Cooperative Governance Minister Nkosazana Dlamini-Zuma has told the National Coronavirus Command Council (NCCC) that the sale of tobacco and alcohol should continue to be banned until the country reaches Level 1 of the lockdown.
News24 was reliably told that Dlamini-Zuma was supported by Home Affairs Minister Aaron Motsoaledi when she told the NCCC this week that she believed it would be too much of a health risk to allow the sale of cigarettes and alcohol on 1 June when the country is expected to go to Level 3 of the nationwide lockdown.
This prompted a debate in the meeting, chaired by President Cyril Ramaphosa, with no resolution on the matter.
A high-ranking insider with intimate knowledge of the meeting said Dlamini-Zuma had come prepared with academic papers that argued against the sale of tobacco and alcohol during the Covid-19 pandemic, citing health risks.
President Cyril Ramaphosa has rubbished claims that there is any agenda from government in the banning of tobacco products during the Covid-19 Level 4 national lockdown.
This is despite an agreement that government would lift the restrictions on the sale of tobacco under Level 3.
Those who opposed the proposal led by Dlamini-Zuma argued that a pandemic was not the time to make policy decisions, as both the tobacco and alcohol industries were not banned – they were simply regulated.
‘There is no finality’
A reliable insider said that even Health Minister Zweli Mkhize, who initially supported the ban, seemed to have come to terms with the fact that cigarettes and alcohol should be allowed with strict conditions under Level 3.
There was no decision on the matter, the source said.
“The discussion goes on and on and there is no finality,” the insider said.
This is not the first time the NCCC has heard lively discussions around the ban on tobacco and alcohol. An announcement by Ramaphosa to allow the sale of those products under Level 4 was rescinded days later after vehement opposition led by Dlamini-Zuma.
The Fair Trade Independent Tobacco Association has challenged government’s decision in court, and the Presidency and Dlamini-Zuma have until next Tuesday to provide the record of the decision and the reasons why tobacco was banned in the first place.
Dlamini-Zuma’s spokesperson Mlungisi Mtshali said he could not comment on matters currently before the NCCC.
Efforts to get comment from Motsoaledi were also unsuccessful. This will be added should News24 receive it.
Hairdressers and restaurants
The NCCC has also heard arguments calling for the reopening of hairdressers and salons under Level 3.
It was argued that women, who are the majority in that industry, were at risk of losing their livelihoods.
More than 8 000 people have made inputs to government calling for the reopening of salons and hairdressers.
While the matter is still unresolved, it is understood that there seemed to be an indication that there would be “enhanced regulations” if salons were to reopen.
Another point of contention before the NCCC is the opening of restaurants under strict “protocols”.
While takeaways and drive-thrus will be open under Level 3, there is a contention that sit-down restaurants should be open.
The NCCC finally agreed that there would be limited domestic air travel under Level 3, with hotels and licenced accommodation allowed to operate to assist businesses. This too would come with strict conditions.
What is allowed
The NCCC’s members seemed to be in agreement that all manufacturing, mining, agriculture, forestry and fisheries would be opened under Level 3.
All retail would also be opened, with some restrictions. It was further agreed that the construction industry would be reopened and that all other supporting jobs would also be allowed.
The maritime industry is expected to reopen, with the exception of cruises.
Sources told News24 that there was uncertainty whether the risk-adjusted approach of having different districts in different levels would be effective in the metros around the country.
“We said people will just drive to another district for what they can’t get under Level 4,” a second source noted.
It was argued that having districts close by on different alert levels would be difficult to enforce.

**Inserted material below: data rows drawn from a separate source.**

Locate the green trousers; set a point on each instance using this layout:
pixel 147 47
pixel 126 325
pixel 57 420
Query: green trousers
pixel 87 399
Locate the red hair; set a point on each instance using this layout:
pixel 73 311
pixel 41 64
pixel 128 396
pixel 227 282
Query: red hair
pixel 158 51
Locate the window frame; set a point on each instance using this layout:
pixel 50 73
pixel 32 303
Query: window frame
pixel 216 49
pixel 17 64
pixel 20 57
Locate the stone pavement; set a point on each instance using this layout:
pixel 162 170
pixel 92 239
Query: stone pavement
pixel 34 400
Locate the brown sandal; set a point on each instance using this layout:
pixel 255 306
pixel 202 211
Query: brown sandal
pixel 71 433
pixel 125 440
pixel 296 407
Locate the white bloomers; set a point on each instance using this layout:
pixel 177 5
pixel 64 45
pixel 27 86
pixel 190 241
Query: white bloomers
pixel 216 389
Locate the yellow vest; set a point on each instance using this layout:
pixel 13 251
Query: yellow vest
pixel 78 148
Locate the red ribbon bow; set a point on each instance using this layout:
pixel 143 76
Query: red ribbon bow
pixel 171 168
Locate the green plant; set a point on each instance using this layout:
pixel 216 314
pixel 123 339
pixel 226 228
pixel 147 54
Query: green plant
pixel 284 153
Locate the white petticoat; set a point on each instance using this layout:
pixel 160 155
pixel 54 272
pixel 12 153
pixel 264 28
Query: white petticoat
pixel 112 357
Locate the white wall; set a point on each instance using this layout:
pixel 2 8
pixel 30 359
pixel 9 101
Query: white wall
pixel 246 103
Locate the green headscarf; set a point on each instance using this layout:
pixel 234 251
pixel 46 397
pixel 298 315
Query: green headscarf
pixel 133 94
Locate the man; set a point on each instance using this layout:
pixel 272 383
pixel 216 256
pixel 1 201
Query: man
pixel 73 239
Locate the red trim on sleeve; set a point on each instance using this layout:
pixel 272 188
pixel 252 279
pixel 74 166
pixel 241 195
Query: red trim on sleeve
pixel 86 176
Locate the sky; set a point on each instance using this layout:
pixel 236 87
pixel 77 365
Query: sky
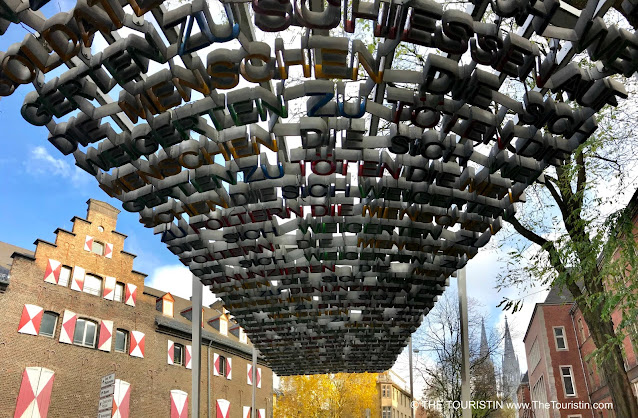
pixel 42 190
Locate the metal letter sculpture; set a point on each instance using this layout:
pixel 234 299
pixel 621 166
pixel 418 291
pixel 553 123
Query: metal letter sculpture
pixel 326 238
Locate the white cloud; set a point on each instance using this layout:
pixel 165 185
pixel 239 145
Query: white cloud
pixel 177 280
pixel 42 163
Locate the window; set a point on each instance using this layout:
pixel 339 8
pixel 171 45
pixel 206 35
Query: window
pixel 65 276
pixel 92 285
pixel 559 336
pixel 581 329
pixel 568 380
pixel 47 326
pixel 98 248
pixel 178 354
pixel 222 366
pixel 85 333
pixel 121 341
pixel 119 292
pixel 386 412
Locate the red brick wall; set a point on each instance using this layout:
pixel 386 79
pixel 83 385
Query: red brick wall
pixel 78 370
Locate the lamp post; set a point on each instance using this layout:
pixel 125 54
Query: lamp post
pixel 411 381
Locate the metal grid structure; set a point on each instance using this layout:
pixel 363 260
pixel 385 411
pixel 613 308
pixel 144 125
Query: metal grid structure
pixel 326 237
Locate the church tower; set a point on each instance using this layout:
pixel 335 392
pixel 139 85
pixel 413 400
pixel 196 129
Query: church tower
pixel 511 370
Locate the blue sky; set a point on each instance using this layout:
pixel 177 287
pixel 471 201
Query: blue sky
pixel 43 189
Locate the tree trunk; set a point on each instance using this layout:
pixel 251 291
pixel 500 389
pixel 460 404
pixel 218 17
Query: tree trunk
pixel 613 366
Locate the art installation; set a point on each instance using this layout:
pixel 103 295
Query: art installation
pixel 329 234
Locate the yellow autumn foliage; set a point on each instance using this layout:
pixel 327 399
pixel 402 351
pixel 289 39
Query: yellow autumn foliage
pixel 341 395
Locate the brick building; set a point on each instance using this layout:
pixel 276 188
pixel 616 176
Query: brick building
pixel 557 345
pixel 393 396
pixel 75 310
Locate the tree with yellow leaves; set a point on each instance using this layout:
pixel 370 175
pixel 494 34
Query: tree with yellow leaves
pixel 341 395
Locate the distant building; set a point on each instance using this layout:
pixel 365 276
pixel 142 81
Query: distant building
pixel 511 372
pixel 394 396
pixel 75 311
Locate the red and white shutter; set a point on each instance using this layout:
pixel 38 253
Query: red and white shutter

Earlier this week, Gauteng Premier David Makhura said Gauteng as a whole would move to Level 3 and would not move between levels of the lockdown in a disjointed manner.

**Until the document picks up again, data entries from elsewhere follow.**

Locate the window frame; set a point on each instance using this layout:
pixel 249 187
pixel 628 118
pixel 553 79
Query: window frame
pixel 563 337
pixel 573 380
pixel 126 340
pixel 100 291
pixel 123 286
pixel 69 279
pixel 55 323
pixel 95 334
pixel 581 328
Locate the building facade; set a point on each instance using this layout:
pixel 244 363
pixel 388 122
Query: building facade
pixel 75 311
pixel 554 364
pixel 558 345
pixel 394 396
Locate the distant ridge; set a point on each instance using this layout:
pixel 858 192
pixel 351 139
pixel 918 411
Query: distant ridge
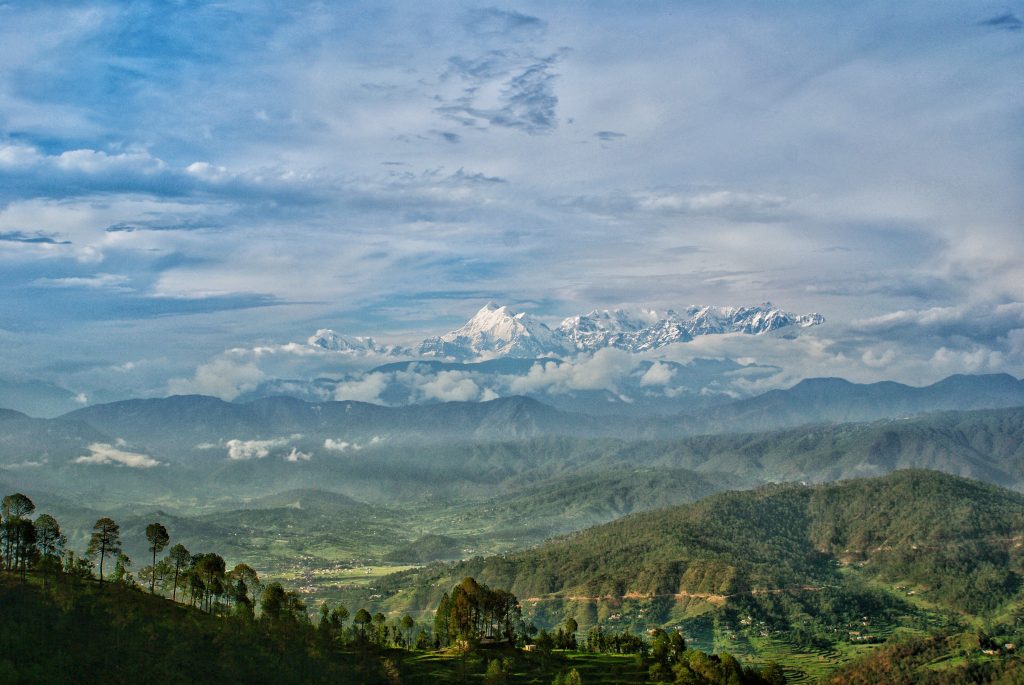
pixel 499 332
pixel 838 400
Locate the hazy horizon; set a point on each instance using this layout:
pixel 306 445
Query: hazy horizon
pixel 185 189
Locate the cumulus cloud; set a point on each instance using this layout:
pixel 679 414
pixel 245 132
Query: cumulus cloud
pixel 451 386
pixel 222 378
pixel 341 445
pixel 366 389
pixel 658 374
pixel 601 371
pixel 103 454
pixel 296 456
pixel 241 451
pixel 111 282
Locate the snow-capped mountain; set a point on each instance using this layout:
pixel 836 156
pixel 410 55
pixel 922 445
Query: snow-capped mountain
pixel 650 330
pixel 499 332
pixel 495 332
pixel 354 345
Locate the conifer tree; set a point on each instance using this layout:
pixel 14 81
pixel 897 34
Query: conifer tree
pixel 158 537
pixel 105 542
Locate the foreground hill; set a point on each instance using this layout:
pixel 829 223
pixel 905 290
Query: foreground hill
pixel 956 542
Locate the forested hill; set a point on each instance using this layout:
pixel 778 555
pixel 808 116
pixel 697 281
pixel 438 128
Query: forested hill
pixel 958 539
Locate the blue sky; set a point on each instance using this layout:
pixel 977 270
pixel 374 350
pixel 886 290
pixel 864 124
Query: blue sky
pixel 182 178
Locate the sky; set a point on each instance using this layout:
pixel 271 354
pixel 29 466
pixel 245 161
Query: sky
pixel 185 187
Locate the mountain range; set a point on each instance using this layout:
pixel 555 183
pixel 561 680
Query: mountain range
pixel 497 332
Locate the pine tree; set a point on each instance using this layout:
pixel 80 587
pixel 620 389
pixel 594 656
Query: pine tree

The technical support team of the NCCC, known as Natjoints, is expected to finalise this in the coming days.
Mkhize’s plan for the next phase of the government’s response to curbing the spread of Covid-19 includes a ward-based response, which will see people being employed to enforce mask wearing and social distancing, while others would screen people in wards across the country.
The NCCC is expected to meet again next Tuesday and, in the meantime, the agreed upon regulations are being finalised by the relevant departments.